Now, let's pretend for a moment that you're not in the business of selling monogrammed rubber dogshit made in a sweatshop in Saipan to your loyal rubber dogshit customers in Redneckistan, Wyoming. No, you're in the business of trying to organize people to support you in a bid for a seat in the U.S. Congress, or you're trying to get people motivated to keep the old-growth redwood stands in the California State Park system from being sold off at auction to the Chinese military for use as targets on their artillery ranges. Or you're trying to raise awareness about how the local chemical plant is poisoning the river, and that's why all the fish you're catching have six eyes and human arms growing out of their gills. Or you're trying to help people understand how the information networks they use to inform themselves about public policy are being used to promote convenient lies to support a morally corrupt and criminal war for the profiteering opportunities it presents to those who won't ever have to fight in it. Or, not to be too meta, trying to help people understand why Internet neutrality is a good idea.
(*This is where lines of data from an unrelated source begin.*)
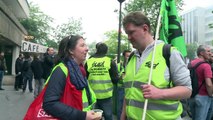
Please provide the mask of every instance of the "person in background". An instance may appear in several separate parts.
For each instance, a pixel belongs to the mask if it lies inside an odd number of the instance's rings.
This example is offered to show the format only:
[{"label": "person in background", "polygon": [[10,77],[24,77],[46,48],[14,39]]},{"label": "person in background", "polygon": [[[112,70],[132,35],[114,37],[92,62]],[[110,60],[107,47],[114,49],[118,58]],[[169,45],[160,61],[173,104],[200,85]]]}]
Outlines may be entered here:
[{"label": "person in background", "polygon": [[[120,62],[117,64],[118,67],[118,72],[120,76],[120,80],[118,82],[118,94],[117,94],[117,100],[118,100],[118,105],[117,105],[117,120],[120,120],[121,112],[122,112],[122,107],[123,107],[123,100],[124,100],[124,85],[123,85],[123,77],[125,76],[125,67],[127,65],[129,56],[131,54],[130,50],[124,50],[123,51],[123,57],[124,57],[124,62]],[[121,64],[122,63],[122,64]]]},{"label": "person in background", "polygon": [[15,63],[16,77],[15,77],[14,89],[16,91],[18,91],[19,89],[22,89],[22,85],[23,85],[23,77],[22,77],[23,58],[24,58],[24,55],[20,53]]},{"label": "person in background", "polygon": [[44,54],[43,58],[43,79],[44,81],[50,75],[50,72],[54,66],[54,49],[52,47],[47,48],[47,52]]},{"label": "person in background", "polygon": [[[148,99],[146,120],[179,120],[182,105],[180,100],[191,96],[189,70],[181,54],[171,48],[170,68],[163,57],[164,42],[154,40],[148,18],[139,11],[123,18],[123,27],[132,44],[131,59],[125,68],[125,99],[121,120],[141,120],[145,99]],[[148,84],[152,53],[156,42],[151,84]]]},{"label": "person in background", "polygon": [[[212,74],[213,74],[213,52],[211,52],[211,55],[210,55],[210,58],[209,58],[209,64],[211,66],[211,70],[212,70]],[[213,82],[213,77],[212,77],[211,80]],[[211,97],[211,105],[209,107],[206,120],[213,120],[213,97]]]},{"label": "person in background", "polygon": [[[192,67],[201,61],[209,61],[211,56],[210,46],[200,45],[197,48],[197,56],[198,58],[195,58],[190,62]],[[198,94],[189,100],[192,119],[207,120],[207,118],[210,118],[210,114],[208,113],[213,93],[211,65],[209,63],[200,64],[196,69],[196,73],[200,89]]]},{"label": "person in background", "polygon": [[[79,35],[70,35],[60,42],[56,66],[47,80],[43,101],[43,109],[53,117],[60,120],[101,119],[91,110],[96,98],[83,67],[87,52],[87,45]],[[70,95],[66,98],[71,102],[69,105],[60,101],[67,80],[71,83],[70,93],[66,93]]]},{"label": "person in background", "polygon": [[95,108],[103,110],[105,120],[112,120],[113,84],[119,80],[116,63],[106,56],[108,47],[105,43],[96,44],[96,53],[85,63],[87,78],[97,97]]},{"label": "person in background", "polygon": [[31,69],[31,62],[32,59],[30,57],[29,53],[24,54],[24,62],[23,62],[23,67],[22,67],[22,75],[23,75],[23,93],[26,90],[27,83],[28,83],[28,89],[30,93],[33,92],[33,86],[32,86],[32,81],[33,81],[33,72]]},{"label": "person in background", "polygon": [[43,89],[44,85],[44,79],[42,78],[43,75],[42,61],[39,59],[39,55],[37,53],[34,53],[33,55],[31,69],[35,79],[34,98],[36,98]]},{"label": "person in background", "polygon": [[4,58],[4,52],[0,52],[0,90],[4,90],[2,88],[2,81],[4,77],[4,73],[7,73],[6,60]]}]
The list goes on and on. Do not try to run any bullshit here about how the companies that today are fighting Internet neutrality tooth and nail will be bending over backward to treat all comers fairly when it comes time to cut these exclusive peering arrangements with content providers. They will not. They have no intention of doing so. If they did, then they wouldn't need to kill Internet neutrality in the first place. They could just sell tiered pricing plans to their customers and dispense with the exclusive peering arrangements altogether.
I said I had an idea for how to approach this problem.
Here it is: tell these Internet service providers they have a choice. They can stop being neutral carriers ONLY if they're willing to take responsibility for the content they're carrying. If they carry messages that amount to false advertising or other forms of fraud, then they're the ones who are accountable for the damages. If they carry messages that endorse candidates for political office, then that's a campaign contribution. If they carry explicit movies of naked children playing hide-the-bratwurst with grown Congressmen, and that violates local community obscenity standards, then they're criminally liable for it. This happens for all content they carry on any of their channels. Any of them. They don't get to be pick-and-choose about which channels are neutral and which of them are not. If they're not neutral carriers, then they're content repackagers, and they're the ones who are responsible for the content they provide, not the original content developers.
The service providers won't like this arrangement one bit. It's basically the deal they have today: A) you can be a neutral carrier and provide all the bits the quality of service their senders are paying you for— regardless of what color they are, or where they're going— or, B) you can be Compuserve. We're going to be in a world of hurt if we let them turn the entire Internet into their own monopsonistic empire.
Yes, I just used a big scary word. Look it up. It means, There Is Effectively Only One Buyer.
Put more simply, it means this: You want to provide content to the whole Internet? Excellent. There's just one problem— there's effectively only one entity that will buy it from you: the giant Internet service providers, who collude to keep small competitors from challenging their dominance of the industry. And they decide what you will sell and how much they will pay for it. Not you. Or your consumers. They and they alone decide.
And they don't like you. A) They don't have to like you, and B) it's not in their interests to like you. Not one little bit. They're the goddamned phone company. That's why.
Now, do you see how this works, Larry?